“Long to remain, and bootless to return.”

The venerable Nestor speaks to the same effect; and Agamemnon himself closes the debate with a call to immediate battle. It is a right royal speech, far more worthy of a true “king of men” than his former philippics—moderate in his allusion to Achilles, spirited in his appeal to his warriors.

“Come but new friendship, and our feud destroy,
Then from the evil that is fixed and sealed
Not one day’s respite shall be left to Troy—
But now to dinner, ere we take the field;
Let each his spear whet, and prepare his shield,
Feed well the horses, and each chariot test,
That we may fight it out till one side yield,
Fight in sound harness, and not think of rest,
Till the black night decide it as to Zeus seems best.

“Then shall the horses in their foam be wet,
While forward in the glittering car they strain;
Then shall the straps of the broad buckler sweat
Round many a breast there battling in the plain;
Then shall the arm droop, hurling spears with pain:
And whomsoever I behold at lair
Here by the ships, and for the fight not fain,
Small for that skulker is the hope, I swear,
But that the dogs he fatten and the fowls of air.” (W.)

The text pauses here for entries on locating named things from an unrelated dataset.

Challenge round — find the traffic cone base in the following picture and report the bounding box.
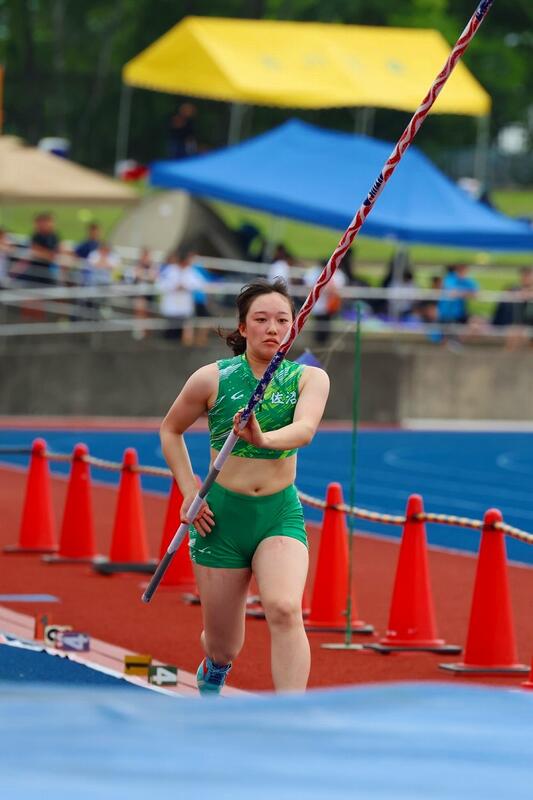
[365,639,462,655]
[181,592,200,606]
[98,447,151,575]
[2,544,59,555]
[41,553,101,564]
[439,663,533,686]
[439,508,528,675]
[3,439,58,554]
[374,494,461,655]
[93,558,157,575]
[305,620,374,636]
[159,479,199,597]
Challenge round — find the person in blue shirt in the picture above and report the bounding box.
[74,222,102,261]
[439,264,479,324]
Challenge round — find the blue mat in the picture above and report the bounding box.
[0,683,533,800]
[0,429,533,564]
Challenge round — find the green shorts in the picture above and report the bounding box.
[189,483,307,569]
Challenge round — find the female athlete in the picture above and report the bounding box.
[161,281,329,695]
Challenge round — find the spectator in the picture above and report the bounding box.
[83,242,120,317]
[403,300,439,325]
[304,261,347,345]
[156,248,204,346]
[133,247,157,339]
[267,244,295,286]
[0,228,13,289]
[169,103,198,158]
[492,267,533,350]
[25,212,59,286]
[85,242,121,286]
[439,264,479,324]
[74,222,102,261]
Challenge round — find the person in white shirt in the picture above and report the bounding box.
[155,248,205,346]
[267,244,294,286]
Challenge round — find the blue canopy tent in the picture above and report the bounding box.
[150,120,533,252]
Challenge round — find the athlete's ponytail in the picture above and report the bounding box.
[219,278,296,356]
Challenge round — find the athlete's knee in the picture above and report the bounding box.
[262,597,302,628]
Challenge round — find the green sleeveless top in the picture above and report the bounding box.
[207,355,303,458]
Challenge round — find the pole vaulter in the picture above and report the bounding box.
[142,0,494,603]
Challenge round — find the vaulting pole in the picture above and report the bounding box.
[142,0,494,603]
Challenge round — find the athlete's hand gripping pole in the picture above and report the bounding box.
[142,0,494,603]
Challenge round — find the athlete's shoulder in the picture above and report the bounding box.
[300,364,329,388]
[186,361,218,395]
[215,356,244,378]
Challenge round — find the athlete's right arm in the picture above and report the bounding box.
[160,364,218,533]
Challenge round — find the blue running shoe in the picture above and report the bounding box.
[196,656,231,696]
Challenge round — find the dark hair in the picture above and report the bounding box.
[219,278,296,356]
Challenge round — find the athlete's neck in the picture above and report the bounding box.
[244,350,270,380]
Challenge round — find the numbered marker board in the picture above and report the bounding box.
[124,653,152,675]
[44,625,72,647]
[148,664,178,686]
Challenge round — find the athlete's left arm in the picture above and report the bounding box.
[234,367,329,450]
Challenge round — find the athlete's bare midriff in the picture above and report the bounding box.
[211,448,296,496]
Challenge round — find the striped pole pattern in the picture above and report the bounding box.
[142,0,494,603]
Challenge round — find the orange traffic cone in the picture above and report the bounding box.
[94,447,152,574]
[368,494,461,653]
[43,444,96,564]
[439,508,529,675]
[305,483,374,633]
[159,480,198,595]
[522,657,533,689]
[4,439,57,553]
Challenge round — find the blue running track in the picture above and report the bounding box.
[0,429,533,564]
[0,682,533,800]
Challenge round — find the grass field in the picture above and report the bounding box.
[0,190,533,296]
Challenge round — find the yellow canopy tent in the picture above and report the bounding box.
[123,17,490,116]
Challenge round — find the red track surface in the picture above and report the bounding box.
[0,468,533,690]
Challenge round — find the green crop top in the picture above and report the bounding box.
[207,355,303,458]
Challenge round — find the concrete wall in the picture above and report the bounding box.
[0,334,533,423]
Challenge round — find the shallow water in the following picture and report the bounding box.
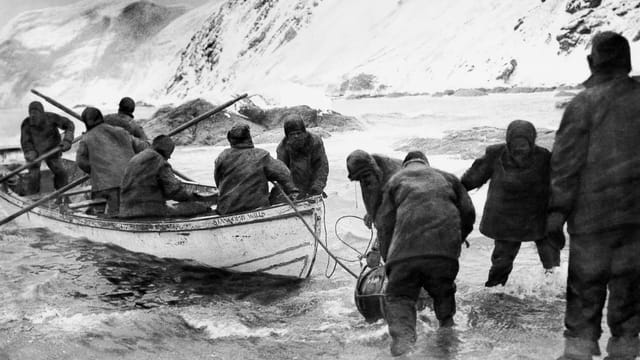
[0,93,606,360]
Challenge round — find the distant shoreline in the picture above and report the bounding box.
[331,84,584,100]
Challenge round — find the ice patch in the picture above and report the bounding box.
[184,316,288,339]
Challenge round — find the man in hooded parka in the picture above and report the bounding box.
[462,120,561,287]
[104,97,148,140]
[119,135,209,218]
[76,107,149,215]
[547,31,640,360]
[375,151,475,356]
[214,124,298,215]
[276,115,329,197]
[347,150,402,267]
[20,101,75,194]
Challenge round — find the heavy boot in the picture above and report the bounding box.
[384,297,416,356]
[391,337,416,356]
[557,338,599,360]
[604,336,640,360]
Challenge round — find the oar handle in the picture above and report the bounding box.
[171,169,196,182]
[0,89,82,183]
[31,89,80,120]
[271,181,358,279]
[167,94,247,136]
[0,175,90,226]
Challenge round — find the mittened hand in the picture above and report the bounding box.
[364,214,372,229]
[60,140,71,151]
[547,232,566,250]
[547,212,566,236]
[367,250,380,268]
[289,191,302,201]
[24,150,38,162]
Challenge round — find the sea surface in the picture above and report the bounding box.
[0,92,596,360]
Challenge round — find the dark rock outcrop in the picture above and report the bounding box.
[496,59,518,82]
[238,101,362,131]
[394,126,555,159]
[565,0,602,14]
[140,99,362,145]
[141,99,265,145]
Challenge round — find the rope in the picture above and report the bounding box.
[273,182,358,279]
[322,199,338,279]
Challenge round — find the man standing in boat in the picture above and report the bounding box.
[375,151,475,356]
[20,101,75,194]
[347,150,402,268]
[119,135,210,218]
[76,107,149,216]
[214,124,298,215]
[271,114,329,203]
[547,31,640,360]
[104,97,148,140]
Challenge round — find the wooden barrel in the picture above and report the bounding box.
[354,266,387,323]
[354,266,433,323]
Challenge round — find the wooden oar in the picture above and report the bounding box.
[0,143,80,183]
[0,175,90,226]
[0,89,82,183]
[31,89,248,182]
[271,181,358,279]
[167,94,247,136]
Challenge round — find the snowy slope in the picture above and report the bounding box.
[0,0,220,106]
[0,0,640,106]
[169,0,640,104]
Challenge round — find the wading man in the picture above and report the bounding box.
[547,32,640,360]
[375,151,475,356]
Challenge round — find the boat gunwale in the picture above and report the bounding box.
[0,186,321,233]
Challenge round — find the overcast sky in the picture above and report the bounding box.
[0,0,207,28]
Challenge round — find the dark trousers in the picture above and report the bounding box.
[27,157,69,194]
[384,258,459,342]
[165,201,211,217]
[565,225,640,344]
[487,239,560,284]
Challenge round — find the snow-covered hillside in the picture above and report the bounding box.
[0,0,640,105]
[0,0,225,107]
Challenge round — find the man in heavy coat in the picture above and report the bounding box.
[20,101,75,194]
[547,32,640,360]
[214,125,298,215]
[104,97,148,140]
[276,115,329,197]
[347,150,402,267]
[375,151,475,356]
[76,107,149,215]
[462,120,561,287]
[119,135,209,218]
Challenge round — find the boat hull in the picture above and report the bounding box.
[0,187,322,279]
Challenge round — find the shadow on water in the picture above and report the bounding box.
[461,293,564,331]
[19,228,302,308]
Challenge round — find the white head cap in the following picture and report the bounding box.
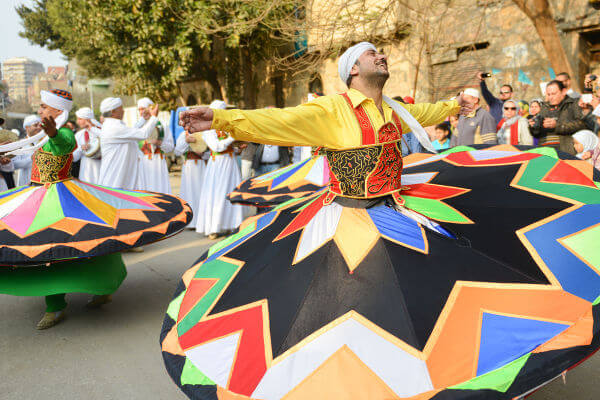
[23,114,42,129]
[463,88,481,99]
[338,42,377,84]
[138,97,154,108]
[75,107,101,127]
[100,97,123,113]
[209,100,227,110]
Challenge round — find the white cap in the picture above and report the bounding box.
[100,97,123,113]
[138,97,154,108]
[463,88,481,99]
[338,42,377,84]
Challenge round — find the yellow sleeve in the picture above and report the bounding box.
[401,100,460,132]
[212,96,356,148]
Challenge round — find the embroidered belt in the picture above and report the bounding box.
[325,142,402,199]
[31,149,73,184]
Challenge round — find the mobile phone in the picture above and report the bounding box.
[581,93,594,104]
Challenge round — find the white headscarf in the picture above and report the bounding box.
[138,97,154,108]
[209,100,227,110]
[0,90,73,156]
[338,42,377,84]
[75,107,102,128]
[338,42,437,153]
[23,114,42,129]
[100,97,123,113]
[573,129,599,158]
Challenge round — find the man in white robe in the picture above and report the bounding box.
[73,107,102,184]
[12,114,42,186]
[196,100,244,239]
[174,132,210,229]
[135,97,175,194]
[98,97,158,190]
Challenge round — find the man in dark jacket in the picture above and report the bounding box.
[529,80,586,155]
[477,72,513,125]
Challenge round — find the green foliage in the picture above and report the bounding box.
[17,0,295,106]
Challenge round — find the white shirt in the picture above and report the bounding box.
[98,117,158,189]
[260,144,279,164]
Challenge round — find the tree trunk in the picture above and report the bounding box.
[240,41,258,109]
[513,0,579,87]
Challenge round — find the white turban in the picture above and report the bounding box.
[40,90,73,129]
[75,107,102,128]
[209,100,227,110]
[23,114,42,129]
[40,90,73,112]
[463,88,480,98]
[100,97,123,113]
[138,97,154,108]
[573,129,599,158]
[338,42,377,84]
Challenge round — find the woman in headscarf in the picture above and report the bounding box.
[498,100,533,146]
[573,129,600,170]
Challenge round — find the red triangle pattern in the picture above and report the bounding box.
[542,160,596,189]
[179,301,271,396]
[401,183,469,200]
[273,192,328,242]
[446,151,540,167]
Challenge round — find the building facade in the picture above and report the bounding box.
[2,57,44,101]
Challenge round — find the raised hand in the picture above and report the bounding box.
[148,103,158,117]
[179,107,214,133]
[456,92,475,115]
[42,117,58,137]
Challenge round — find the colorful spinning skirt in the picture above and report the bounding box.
[161,146,600,400]
[227,156,329,207]
[0,179,192,268]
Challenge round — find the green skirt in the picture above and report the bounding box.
[0,253,127,296]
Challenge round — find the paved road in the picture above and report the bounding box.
[0,231,600,400]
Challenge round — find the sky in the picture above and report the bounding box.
[0,0,67,67]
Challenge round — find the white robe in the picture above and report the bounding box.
[175,133,210,229]
[73,127,102,184]
[12,154,33,186]
[196,130,243,235]
[134,118,175,194]
[98,117,158,190]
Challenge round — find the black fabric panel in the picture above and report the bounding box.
[384,232,545,350]
[210,206,324,354]
[277,240,417,355]
[404,161,571,282]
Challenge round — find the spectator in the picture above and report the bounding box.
[448,114,458,136]
[529,80,586,155]
[556,72,581,99]
[498,100,533,146]
[477,72,513,125]
[573,129,600,169]
[450,88,498,147]
[431,122,452,151]
[577,93,600,135]
[527,99,543,119]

He remembers, too, like a wise general, that a battle may be lost by fighting on an empty stomach. So the oxen and the fatlings are slain, the choice pieces of the thighs and the fat are offered in sacrifice to the gods, and then the whole army feasts their fill. Agamemnon holds a select banquet of six of the chief leaders—King Idomeneus of Crete, Nestor, Ajax the Greater and the Less, and Ulysses, “wise in council as Zeus.” One guest comes uninvited—his brother Menelaus. He is no dinner-loving intruder; he comes, as the poet simply tells us, “because he knew in his heart how many were his brother’s cares and anxieties,”—he might be of some use or support to him. Throughout the whole of the poem, the mutual affection borne by these two brothers is very remarkable, and unlike any type of the same relationship which exists in fiction. It is never put forward or specially dwelt upon, but comes out simply and naturally in every particular of their intercourse.

A king and priest, like Abraham at Bethel, Agamemnon stands by his burnt-offering, and lifts his prayer for victory to Jupiter, “most glorious and most great, who dwells in the clouds and thick darkness.” But no favourable omen comes from heaven. The god, whether or no he accepts the offering, gives no sign. Nevertheless—we may suppose with a certain wilfulness which is part of his character—Agamemnon proceeds to set the battle in array; and the second book of the Iliad closes with the long muster-roll of the Greek clans under their respective kings or chiefs on the one side, and of the Trojans and their allies on the other, which in our introduction has already been partly anticipated.[14] The long list of chiefs, with their genealogies and birthplaces, and the strength of their several contingents, was evidently composed with a view to recitation: and whatever may be its value as an authentic record, we can understand the interest with which a Greek audience would listen to a muster-roll which was to them what the Roll of Battle Abbey was to the descendants of the Normans in England. If here and there, upon occasion, the wandering minstrel inserted in the text the name and lineage of some provincial hero on his own responsibility, the popular applause would assuredly be none the less.

CHAPTER II.
THE DUEL OF PARIS AND MENELAUS.

The battle is set in array, “army against army.” But there is a difference in the bearing of the opposed forces which is very significant, and is probably a note of real character, not a mere stroke of the poet’s art. The Trojan host, after the fashion of Asiatic warfare, modern as well as ancient, move forward to the combat with loud shouts and clashing of weapons. The poet compares their confused clamour to the noise of a flock of cranes on their annual migration. The Greeks, on the other hand, march in silence, with closed ranks, uttering no sound, but “breathing determination.” So, when afterwards they actually close for action, not a sound is heard in their ranks but the voice of the leaders giving the word of command. “You would not think,” says the poet, “that all that mighty host had tongues;” while, in the mixed battalions of the enemy, whose allies are men of many lands and languages, there arises a noisy discordant clamour—“like as of bleating ewes that hear the cries of their lambs.”

But while the hostile forces yet await the signal for the battle, Paris springs forth alone from the Trojan ranks. “Godlike” he is in his beauty, and with the leve of personal adornment which befits his character, he wears a spotted leopard’s hide upon his shoulders. Tennyson’s portrait of him, though in a different scene, is thoroughly Homeric—

“White-breasted like a star,
Fronting the dawn he moved; a leopard’s skin
Drooped from his shoulder, but his sunny hair
Clustered about his temples like a god’s.”